Suicide amonst troops


Lots on this before but this article well worth reading, together with the linked articles:

The number of troops who have committed suicide after serving in Iraq and Afghanistan is equivalent to 10 per cent of deaths suffered on operations.

The Ministry of Defence has disclosed that 17 serving personnel have killed themselves after witnessing the horrors of conflict.

There are also fears that the number of suicides among troops who have recently left the Armed Forces could be significantly higher than 17. However, no records are kept once they leave the Services.

Unless the problem is quickly addressed then the military could experience the neglect suffered by Falklands veterans where the estimated 300 suicides from the 1982 conflict far outstrips the 258 killed in action.

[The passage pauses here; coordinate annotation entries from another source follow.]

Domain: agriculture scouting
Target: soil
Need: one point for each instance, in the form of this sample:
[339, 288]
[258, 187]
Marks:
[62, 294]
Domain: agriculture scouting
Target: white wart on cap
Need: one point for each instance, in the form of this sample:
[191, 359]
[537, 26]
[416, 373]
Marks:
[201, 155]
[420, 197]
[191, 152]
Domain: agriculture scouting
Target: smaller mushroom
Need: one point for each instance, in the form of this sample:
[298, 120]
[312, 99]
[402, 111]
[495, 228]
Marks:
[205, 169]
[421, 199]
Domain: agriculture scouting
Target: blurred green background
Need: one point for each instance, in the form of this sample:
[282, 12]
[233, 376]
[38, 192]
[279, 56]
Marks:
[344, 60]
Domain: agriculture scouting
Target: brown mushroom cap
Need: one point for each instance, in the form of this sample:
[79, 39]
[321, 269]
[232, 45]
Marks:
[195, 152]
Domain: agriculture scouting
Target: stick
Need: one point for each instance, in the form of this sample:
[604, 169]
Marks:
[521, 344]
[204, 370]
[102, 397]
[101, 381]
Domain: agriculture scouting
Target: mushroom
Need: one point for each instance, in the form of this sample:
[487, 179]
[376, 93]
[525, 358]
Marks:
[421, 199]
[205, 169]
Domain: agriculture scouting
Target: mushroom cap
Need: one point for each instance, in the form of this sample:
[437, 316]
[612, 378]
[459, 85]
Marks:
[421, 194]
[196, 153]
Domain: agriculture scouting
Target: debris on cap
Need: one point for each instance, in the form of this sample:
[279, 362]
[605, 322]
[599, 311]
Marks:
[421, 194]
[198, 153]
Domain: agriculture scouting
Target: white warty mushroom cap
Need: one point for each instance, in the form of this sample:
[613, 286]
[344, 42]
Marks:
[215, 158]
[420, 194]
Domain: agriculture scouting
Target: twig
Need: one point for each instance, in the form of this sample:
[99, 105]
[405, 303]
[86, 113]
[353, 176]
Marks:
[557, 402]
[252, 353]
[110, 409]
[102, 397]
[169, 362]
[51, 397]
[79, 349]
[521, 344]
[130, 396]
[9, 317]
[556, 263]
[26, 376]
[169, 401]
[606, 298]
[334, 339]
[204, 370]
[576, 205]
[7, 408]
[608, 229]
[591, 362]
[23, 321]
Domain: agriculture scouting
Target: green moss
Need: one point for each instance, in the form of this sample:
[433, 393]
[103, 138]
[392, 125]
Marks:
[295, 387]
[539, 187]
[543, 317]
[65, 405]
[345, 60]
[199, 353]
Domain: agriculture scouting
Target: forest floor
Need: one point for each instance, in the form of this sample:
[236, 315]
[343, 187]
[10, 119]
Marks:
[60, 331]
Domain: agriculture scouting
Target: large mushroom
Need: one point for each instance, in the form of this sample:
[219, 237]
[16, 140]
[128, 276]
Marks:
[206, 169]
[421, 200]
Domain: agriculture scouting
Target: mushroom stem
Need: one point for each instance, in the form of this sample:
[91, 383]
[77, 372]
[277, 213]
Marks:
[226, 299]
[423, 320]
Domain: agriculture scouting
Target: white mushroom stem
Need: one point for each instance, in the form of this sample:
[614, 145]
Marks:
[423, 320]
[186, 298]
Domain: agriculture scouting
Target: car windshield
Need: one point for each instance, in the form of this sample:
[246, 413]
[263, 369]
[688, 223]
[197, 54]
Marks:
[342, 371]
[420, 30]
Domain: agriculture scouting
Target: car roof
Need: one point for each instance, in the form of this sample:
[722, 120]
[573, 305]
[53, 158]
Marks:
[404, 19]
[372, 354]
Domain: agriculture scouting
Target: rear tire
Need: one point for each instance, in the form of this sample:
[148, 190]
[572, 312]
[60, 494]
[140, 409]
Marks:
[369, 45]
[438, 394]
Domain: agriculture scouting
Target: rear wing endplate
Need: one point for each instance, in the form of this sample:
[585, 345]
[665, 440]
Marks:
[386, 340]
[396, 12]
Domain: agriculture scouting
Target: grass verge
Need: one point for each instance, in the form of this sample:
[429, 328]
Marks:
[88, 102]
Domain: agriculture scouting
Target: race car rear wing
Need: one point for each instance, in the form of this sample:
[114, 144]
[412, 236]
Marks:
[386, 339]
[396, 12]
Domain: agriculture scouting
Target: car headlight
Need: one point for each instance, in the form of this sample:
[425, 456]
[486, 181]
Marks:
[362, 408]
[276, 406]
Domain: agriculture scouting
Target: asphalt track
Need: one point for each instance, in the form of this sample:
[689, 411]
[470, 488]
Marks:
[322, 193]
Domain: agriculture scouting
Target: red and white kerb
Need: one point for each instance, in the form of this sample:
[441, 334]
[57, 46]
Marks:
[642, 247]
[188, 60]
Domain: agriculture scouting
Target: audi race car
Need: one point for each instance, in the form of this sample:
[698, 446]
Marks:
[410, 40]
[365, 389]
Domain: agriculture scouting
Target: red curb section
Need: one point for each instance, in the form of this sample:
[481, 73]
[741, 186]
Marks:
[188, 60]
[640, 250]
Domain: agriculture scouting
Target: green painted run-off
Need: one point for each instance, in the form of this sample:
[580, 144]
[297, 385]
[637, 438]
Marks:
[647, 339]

Veterans say they are also being failed by the authorities as they have to wait 18 months for treatment by an NHS psychiatrist as they are not given priority treatment.

In a written Parliamentary answer, Bob Ainsworth, the minister for Armed Forces, confirmed that there had been 17 confirmed suicides or open verdict deaths, with 15 from Iraq, one from Afghanistan and one who had served in both theatres.

The figures are up to Dec 31, 2006, when 171 troops had been killed - the equivalent to one suicide to every 10 deaths on operations. There have been 83 fatalities this year.

In addition, six Servicemen and women have killed themselves while on operations.

Over the same period, 81 personnel who had not served on operations committed suicide.

The MoD figures do not include Territorial Army personnel, 14,000 of whom have served in Iraq and Afghanistan.

Tobias Ellwood, the Tory MP who tabled the question, said the high suicide rate "suggests the horrors our troops are going through".

He criticised the aftercare for soldiers as "not being up to standard" and condemned the MoD for failing to monitor those who committed suicide after leaving the Forces.

"We expect so much of military personnel and when we do put them in harm's way the least we could do is ensure they are looked after when they return to civilian life. There are serious questions to be asked here," said the MP, who served in the Royal Green Jackets and whose brother Jonathan was killed in the 2002 Bali bombings.

"It is no wonder why we are not able to recruit enough people when see how we treat those who have served the country so well."

Even when soldiers are sent for psychiatric treatment there are questions over whether civilian clinics are appropriate. Following the closure of the last military hospital this year there are now no dedicated mental health wards for Service personnel when there were once dozens.

Combat Stress, the charity that looks after former Servicemen with psychiatric problems, questioned whether the current MoD contract with the Priory Group of clinics was suitable.

"Someone suffering trauma from a car crash is not the same as someone who has been blown up or had to scrape the brains of a best mate off his combat jacket or watched children shot dead as human shields or lived for six months in mortal fear of his life," said Robert Marsh, a former soldier and head of communications at Combat Stress.

"That's what veterans are telling us - they have difficulty engaging with the treatment."

The MoD said it employed 13 psychiatrists, 99 mental health nurses and 50 psychiatric civilian staff with staff on hand in operational theatres.

"We take our Servicemen and women's mental health very seriously and thankfully have seen a decline in the number of people committing suicide since 2004," a spokesman said.
This is a complex and emotive issue. I think this is an area where the government has a clear duty of care and has tried to address it with the use of civvy clinincs. If that policy is not working it needs to be changed.

How many of those lads or lasses who took thier own lives had been to seek help? It is available at the drop of a hat, every unit has a Padre and is an excellent starting point, he or she has a load of resources to pull on.

If all these people are still serving they have a chain of command above them who should be looking for warning signs. THey have mates and they share rooms with people.

I dont think it is all blame on the govt, everyone can play a part.

THe problem comes with those who have left and devlop problems afterwards including TA blokes.
Nothing new im sadly afraid,as said more soldiers committed suicide after the Falklands than died in the fighting, Northern Ireland i dread to think how many died after, certainly through another Organisation they had possibly a few hundred names.

Also the 1st Gulf war produced its own suicides, yet it always seems that the M.O.D have things in place after the event, if it was known from the 70s and 80s, then why are they hurrahing about improving since 2004???

Maybe thousands have died through suicide, and yet they are crowing about 3 years 'success' !!!!


Very true Scarletto.
I gave a talk the other evening to a bunch of middle aged, middle class ladies.
One of the things they were most interested in (& not the main subject of the talk) was the treatment of troops for both injury & PTSD. They were absolutely gobsmacked that after discharge the MOD was no longer responsible for their well being & were thrown, for PTSD, on charity as the NHS could not either cope or understand.
They knew about the problems of the Falkland etc but, as I say, they were surprised how little help guys got!